Dara S. Manoach (HMS and Massachusetts General Hospital)
Dimitri Van De Ville (EPFL)
Tissue engineering the macula
Retinal degenerative diseases are leading causes of incurable blindness and are often characterized by loss of the light-sensing photoreceptor cells. Because the regenerative capacity of the retina is extremely limited, cell transplantation strategies hold promise to restore lost function. Researchers have had some success in isolating the progenitor cells that can turn into photoreceptors, yet knowledge of the optimal stage of differentiation for transplantation is lacking.
The overall goal of this project is to develop cell lines that could be transplanted into the retina to reverse certain forms of blindness and to discover drugs that could prevent or reverse retinal degeneration. This will be done in three stages: First, researchers will coax progenitor cells to become cone photoreceptors, the type of photoreceptor responsible for color vision and high-acuity vision. Second, researchers will engineer scaffolds that can support the growth and differentiation of these photoreceptors. The third stage is to use such scaffolds as a platform to test potential compounds that can reverse retinal degenerative disorders.

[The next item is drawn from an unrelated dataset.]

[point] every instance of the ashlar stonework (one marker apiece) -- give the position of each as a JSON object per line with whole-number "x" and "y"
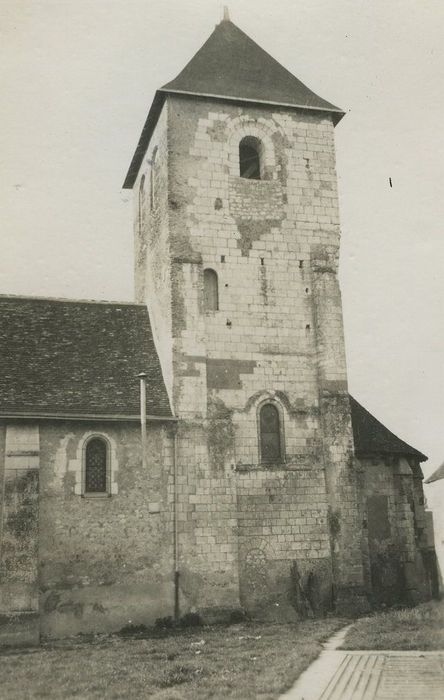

Michael J. Young (HMS and Schepens Eye Research Institute)
Matthias P. Lutolf, Yvan Arsenijevic (EPFL and Jules-Gonin Eye Hospital)
"The tremendous success of the first round of projects has amply validated the vision of the Bertarelli Foundation in creating this unique collaborative program," said Corey. "We are really excited about the next round of projects. They have the potential both to move these successes to the clinic and to open new areas with the promise of treatment for neurologic disease."